Was füttert ihr eure Fisch? Ist es doch alles fertig gekauftes oder füttert ihr doch andere Sachen. Würde mich über Kommentare freuen


----------



## jolantha (16. Aug. 2018)

Hallo Dalmore, 
willkommen hier . 
gibt es bitte mal ein paar Bilder vom Zustand des Teiches , und eine nähere Beschreibung wäre auch toll 
Meiner Meinung nach sind es ein paar zuviel Fische für 17500 Liter, und __ Störe gehören schon mal gar nicht in einen Gartenteich . 
Störe sind __ Flußfische, und können z.B. nicht rückwärts schwimmen, wenn die zu dicht in die Flachzone kommen, landen
sie irgendwann auf dem Trockenen.


----------



## Dalmore86 (16. Aug. 2018)

jolantha schrieb:


> Hallo Dalmore,
> willkommen hier .
> gibt es bitte mal ein paar Bilder vom Zustand des Teiches , und eine nähere Beschreibung wäre auch toll
> Meiner Meinung nach sind es ein paar zuviel Fische für 17500 Liter, und __ Störe gehören schon mal gar nicht in einen Gartenteich .
> ...


Flachzonen so direkt habe ich nicht also kein Problem für die störe und Strömung ist genug da.
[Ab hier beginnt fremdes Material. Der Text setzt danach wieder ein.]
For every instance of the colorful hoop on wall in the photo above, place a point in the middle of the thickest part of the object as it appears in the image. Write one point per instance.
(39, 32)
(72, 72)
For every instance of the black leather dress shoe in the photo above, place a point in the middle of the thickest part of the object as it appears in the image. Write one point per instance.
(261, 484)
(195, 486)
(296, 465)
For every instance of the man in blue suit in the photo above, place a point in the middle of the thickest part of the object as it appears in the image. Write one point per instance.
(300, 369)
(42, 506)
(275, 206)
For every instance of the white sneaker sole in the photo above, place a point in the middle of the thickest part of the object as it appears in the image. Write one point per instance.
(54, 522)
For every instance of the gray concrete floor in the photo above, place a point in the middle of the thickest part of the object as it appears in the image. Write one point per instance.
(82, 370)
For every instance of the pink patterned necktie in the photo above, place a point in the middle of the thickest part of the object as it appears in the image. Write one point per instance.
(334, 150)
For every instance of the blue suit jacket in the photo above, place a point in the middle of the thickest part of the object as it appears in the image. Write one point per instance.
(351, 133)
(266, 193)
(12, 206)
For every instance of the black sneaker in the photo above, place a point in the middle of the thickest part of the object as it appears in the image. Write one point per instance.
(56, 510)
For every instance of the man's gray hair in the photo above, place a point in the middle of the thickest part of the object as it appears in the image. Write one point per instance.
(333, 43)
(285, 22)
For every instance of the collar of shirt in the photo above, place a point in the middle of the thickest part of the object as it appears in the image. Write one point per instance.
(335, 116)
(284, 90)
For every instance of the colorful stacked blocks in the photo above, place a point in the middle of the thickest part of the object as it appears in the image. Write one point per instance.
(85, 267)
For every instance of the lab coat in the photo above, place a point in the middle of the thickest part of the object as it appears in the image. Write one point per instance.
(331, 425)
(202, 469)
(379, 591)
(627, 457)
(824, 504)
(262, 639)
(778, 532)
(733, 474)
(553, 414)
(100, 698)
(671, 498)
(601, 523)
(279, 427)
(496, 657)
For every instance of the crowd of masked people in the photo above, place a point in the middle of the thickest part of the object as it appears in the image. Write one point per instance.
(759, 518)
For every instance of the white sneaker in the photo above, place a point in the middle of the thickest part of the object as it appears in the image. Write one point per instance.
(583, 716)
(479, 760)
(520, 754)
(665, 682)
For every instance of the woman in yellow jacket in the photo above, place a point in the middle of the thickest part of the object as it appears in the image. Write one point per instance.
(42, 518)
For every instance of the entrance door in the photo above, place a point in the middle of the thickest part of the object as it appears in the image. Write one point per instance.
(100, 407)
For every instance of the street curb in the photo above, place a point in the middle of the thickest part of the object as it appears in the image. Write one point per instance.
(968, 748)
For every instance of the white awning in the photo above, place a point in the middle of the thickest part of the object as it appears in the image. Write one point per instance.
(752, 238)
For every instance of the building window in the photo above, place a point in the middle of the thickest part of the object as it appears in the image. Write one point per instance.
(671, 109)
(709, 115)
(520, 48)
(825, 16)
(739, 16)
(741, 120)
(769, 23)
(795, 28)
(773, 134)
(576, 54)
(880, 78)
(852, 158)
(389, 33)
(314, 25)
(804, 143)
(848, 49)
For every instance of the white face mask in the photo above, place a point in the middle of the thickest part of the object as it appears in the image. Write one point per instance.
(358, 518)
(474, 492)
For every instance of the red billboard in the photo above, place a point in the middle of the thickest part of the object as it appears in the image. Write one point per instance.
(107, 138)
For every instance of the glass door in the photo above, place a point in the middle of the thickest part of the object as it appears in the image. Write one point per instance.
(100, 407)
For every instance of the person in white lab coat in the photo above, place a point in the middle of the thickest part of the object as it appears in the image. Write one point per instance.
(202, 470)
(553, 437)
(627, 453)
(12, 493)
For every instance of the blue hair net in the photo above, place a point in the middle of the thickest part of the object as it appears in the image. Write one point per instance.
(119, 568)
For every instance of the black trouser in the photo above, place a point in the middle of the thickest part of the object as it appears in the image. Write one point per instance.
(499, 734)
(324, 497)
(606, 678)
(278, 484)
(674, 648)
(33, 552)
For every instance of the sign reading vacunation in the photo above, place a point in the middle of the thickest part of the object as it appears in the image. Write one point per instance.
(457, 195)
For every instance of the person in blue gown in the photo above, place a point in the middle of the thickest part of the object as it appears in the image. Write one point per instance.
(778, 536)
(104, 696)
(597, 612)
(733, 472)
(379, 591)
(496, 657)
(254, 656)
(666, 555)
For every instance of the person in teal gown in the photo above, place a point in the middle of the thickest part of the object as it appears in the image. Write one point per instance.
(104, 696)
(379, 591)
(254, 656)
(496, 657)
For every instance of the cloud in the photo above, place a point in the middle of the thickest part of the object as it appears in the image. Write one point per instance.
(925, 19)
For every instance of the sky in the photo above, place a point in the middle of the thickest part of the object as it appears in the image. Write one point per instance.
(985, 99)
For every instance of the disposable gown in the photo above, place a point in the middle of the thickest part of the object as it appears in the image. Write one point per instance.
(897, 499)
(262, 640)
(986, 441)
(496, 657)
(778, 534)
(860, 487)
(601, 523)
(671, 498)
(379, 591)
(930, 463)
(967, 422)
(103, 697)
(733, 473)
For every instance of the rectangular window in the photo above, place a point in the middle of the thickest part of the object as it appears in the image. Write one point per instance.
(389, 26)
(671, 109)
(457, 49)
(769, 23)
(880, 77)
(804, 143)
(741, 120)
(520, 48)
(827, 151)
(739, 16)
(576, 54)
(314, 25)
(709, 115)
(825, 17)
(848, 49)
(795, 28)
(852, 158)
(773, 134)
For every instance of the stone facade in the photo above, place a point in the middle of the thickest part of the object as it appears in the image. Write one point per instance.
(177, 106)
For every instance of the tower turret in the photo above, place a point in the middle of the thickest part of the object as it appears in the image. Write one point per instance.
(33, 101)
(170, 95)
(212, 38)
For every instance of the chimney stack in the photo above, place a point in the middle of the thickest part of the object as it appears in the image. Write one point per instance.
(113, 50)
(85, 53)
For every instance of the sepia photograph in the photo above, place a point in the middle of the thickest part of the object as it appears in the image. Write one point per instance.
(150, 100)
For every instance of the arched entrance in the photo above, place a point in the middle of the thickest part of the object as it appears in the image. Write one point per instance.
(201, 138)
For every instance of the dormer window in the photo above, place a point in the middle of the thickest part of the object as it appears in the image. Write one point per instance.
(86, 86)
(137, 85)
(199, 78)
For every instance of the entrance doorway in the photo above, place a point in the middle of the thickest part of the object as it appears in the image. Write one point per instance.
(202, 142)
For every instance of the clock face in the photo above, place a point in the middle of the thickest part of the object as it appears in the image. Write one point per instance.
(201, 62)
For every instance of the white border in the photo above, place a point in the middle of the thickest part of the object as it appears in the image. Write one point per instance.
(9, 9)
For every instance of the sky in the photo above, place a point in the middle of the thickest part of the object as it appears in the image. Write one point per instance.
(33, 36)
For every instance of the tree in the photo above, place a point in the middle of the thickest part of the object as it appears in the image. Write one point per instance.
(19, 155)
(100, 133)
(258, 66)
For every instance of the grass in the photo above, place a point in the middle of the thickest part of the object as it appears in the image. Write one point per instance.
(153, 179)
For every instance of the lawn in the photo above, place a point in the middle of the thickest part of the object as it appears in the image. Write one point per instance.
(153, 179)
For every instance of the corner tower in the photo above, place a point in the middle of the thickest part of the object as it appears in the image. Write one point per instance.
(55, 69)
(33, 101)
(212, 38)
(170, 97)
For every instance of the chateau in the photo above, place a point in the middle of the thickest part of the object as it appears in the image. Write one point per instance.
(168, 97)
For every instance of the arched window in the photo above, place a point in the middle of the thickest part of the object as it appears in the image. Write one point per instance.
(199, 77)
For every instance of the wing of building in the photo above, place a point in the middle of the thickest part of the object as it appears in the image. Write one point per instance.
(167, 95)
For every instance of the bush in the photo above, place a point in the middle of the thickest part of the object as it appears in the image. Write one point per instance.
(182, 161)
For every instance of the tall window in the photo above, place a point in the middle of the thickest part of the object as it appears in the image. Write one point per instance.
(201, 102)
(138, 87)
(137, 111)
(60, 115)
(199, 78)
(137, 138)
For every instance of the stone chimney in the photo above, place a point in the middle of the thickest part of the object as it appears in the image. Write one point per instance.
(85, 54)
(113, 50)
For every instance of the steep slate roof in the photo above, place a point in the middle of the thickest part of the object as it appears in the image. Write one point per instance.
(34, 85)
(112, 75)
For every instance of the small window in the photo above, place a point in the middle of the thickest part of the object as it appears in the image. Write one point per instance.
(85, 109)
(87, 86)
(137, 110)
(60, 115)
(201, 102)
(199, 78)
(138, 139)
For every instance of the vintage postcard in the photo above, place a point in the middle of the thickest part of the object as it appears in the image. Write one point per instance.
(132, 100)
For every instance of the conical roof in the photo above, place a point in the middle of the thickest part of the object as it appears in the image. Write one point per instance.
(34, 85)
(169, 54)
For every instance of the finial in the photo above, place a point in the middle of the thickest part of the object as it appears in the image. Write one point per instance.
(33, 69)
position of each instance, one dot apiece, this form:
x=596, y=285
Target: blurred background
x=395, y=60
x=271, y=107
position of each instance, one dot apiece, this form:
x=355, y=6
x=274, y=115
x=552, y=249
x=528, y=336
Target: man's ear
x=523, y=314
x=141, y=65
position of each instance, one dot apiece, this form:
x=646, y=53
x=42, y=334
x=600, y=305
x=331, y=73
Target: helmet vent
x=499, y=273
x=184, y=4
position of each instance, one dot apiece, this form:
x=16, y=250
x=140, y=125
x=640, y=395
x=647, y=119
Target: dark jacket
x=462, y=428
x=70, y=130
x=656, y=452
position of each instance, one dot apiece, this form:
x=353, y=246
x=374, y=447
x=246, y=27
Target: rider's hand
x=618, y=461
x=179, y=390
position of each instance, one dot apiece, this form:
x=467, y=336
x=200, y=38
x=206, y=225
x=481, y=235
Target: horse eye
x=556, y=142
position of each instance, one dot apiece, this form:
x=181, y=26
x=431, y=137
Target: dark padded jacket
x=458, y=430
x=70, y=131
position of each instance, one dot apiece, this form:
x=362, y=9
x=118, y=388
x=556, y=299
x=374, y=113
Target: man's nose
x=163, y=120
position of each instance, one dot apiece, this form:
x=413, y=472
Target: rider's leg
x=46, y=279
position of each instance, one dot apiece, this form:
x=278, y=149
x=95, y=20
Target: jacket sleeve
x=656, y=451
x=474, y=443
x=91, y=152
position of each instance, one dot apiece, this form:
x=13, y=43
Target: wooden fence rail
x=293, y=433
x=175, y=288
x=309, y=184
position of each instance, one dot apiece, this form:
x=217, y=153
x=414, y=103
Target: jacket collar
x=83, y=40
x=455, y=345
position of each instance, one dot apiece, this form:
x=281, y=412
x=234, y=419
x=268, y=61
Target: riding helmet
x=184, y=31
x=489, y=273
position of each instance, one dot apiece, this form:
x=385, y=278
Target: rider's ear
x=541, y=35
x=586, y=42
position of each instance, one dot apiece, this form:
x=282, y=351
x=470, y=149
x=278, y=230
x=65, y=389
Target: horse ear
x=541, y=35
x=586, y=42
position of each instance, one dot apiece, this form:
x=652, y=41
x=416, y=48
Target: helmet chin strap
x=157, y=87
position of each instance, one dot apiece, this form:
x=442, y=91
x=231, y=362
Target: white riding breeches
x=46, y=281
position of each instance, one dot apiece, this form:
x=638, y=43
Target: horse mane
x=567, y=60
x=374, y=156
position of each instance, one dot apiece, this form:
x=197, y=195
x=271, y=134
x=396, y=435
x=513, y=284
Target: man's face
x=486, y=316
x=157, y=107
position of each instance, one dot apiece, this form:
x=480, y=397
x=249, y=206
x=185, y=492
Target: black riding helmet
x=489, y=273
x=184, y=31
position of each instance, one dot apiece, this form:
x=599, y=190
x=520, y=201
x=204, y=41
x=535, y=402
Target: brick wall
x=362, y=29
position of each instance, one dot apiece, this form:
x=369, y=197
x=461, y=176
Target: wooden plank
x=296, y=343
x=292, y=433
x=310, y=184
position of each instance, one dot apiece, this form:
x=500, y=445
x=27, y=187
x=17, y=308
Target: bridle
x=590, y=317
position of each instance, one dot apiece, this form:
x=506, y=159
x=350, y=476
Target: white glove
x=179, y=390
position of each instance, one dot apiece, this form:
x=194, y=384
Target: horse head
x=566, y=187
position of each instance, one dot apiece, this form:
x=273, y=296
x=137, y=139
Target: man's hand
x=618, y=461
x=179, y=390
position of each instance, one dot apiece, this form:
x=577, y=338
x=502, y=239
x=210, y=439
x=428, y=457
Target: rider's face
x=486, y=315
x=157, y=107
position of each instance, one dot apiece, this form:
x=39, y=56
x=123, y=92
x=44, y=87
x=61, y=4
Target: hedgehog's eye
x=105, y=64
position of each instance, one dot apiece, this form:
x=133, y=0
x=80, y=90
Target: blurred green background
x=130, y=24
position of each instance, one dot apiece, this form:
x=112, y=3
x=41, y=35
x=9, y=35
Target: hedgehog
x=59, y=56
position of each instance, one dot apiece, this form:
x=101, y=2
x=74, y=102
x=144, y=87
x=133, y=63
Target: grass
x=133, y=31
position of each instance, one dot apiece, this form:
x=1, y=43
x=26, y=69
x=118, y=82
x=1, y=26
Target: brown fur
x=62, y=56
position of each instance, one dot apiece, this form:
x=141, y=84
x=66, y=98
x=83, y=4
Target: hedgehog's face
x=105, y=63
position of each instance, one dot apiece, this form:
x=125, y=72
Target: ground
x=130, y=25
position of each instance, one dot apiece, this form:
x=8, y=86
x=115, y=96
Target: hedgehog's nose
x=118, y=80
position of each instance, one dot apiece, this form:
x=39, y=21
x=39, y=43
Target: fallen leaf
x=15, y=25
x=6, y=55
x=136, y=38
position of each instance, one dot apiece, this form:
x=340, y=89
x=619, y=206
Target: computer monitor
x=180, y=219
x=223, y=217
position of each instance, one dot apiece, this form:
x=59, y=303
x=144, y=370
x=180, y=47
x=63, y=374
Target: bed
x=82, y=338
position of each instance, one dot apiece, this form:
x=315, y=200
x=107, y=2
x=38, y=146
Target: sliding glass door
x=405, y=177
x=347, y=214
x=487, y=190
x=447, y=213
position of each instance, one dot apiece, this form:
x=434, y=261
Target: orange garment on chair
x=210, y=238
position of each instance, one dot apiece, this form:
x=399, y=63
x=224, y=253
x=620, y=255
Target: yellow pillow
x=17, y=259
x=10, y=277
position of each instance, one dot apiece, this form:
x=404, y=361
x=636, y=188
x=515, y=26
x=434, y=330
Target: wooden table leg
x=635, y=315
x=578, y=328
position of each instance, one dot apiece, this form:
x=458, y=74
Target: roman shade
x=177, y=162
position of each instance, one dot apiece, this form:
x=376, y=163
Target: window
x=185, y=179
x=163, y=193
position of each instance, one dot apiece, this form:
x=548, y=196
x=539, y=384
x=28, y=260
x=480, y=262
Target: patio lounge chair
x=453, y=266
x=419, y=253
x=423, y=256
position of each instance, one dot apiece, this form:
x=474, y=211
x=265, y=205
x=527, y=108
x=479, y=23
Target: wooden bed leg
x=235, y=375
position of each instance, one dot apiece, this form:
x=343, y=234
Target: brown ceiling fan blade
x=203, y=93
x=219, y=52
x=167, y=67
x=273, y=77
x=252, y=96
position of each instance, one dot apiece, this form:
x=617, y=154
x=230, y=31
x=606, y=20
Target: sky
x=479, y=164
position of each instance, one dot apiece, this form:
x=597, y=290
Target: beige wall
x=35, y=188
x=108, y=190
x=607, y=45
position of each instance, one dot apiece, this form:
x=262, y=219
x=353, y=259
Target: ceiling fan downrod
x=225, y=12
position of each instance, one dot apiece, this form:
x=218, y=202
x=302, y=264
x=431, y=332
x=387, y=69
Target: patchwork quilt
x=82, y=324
Was wird mit näherer Beschreibung gemeint ?


----------



## goldi_garten (16. Aug. 2018)

Hey Dalmore86, ich kann jetzt nur in Bezug auf Kois sprechen: Für meine bestelle ich das Futter im Internet. Wenn du dich da mal belesen möchtest, würde ich dir diesen Vergleich empfehlen: https://www.das-tierlexikon.de/test-vergleich/koifutter/. Ich bestelle das übrigens den Preis-Leistungs-Sieger


----------



## PeBo (16. Aug. 2018)

Hallo Christian,
erst einmal herzlich willkommen bei uns Teichverrückten hier im Forum.
 Oh, hast du aber viele Fische in deinem doch recht kleinen Teich. Wir sind hier alle sehr Bilder hungrig, stell doch mal ein paar Fotos ein.
Zu dem Futter: 
Ich füttere zur Zeit 6mm Koi - Schwimmfutter von BayWa. Der 20kg Sack kostet dort nur ca. 30€.  Meine Koi fahren voll darauf ab. Aber das ist sicherlich nichts für dich, da du auch kleinere Fische und vor allem auch __ Störe in deinem Teich hast. Störe brauchen zwingend Sinkfutter  und du musst trotzdem aufpassen, dass dir deine Störe nicht verhungern, da diese bei der Nahrungsaufnahme doch wesentlich langsamer sind als die konkurrierenden Fische.
 Du siehst, das mit dem Futter kann man nicht verallgemeinern.
Ich würde mir an deiner Stelle überlegen, deinen Bestand doch sehr einzuschränken. Vielleicht kannst du ja ein paar Fische verkaufen. Ich habe bei mir bei fast gleicher Teichgröße nur drei Koi schwimmen,  aber meine beiden großen sind schon in etwa 70 cm groß und entsprechend schwer, so dass ich bei mir schon den Eindruck habe ich hätte Überbesatz. Jetzt stell dir mal vor deine Koi sind später auch mal so groß!
Bei Stören spricht man davon, dass das Becken mindestens 20.000 l fassen sollte.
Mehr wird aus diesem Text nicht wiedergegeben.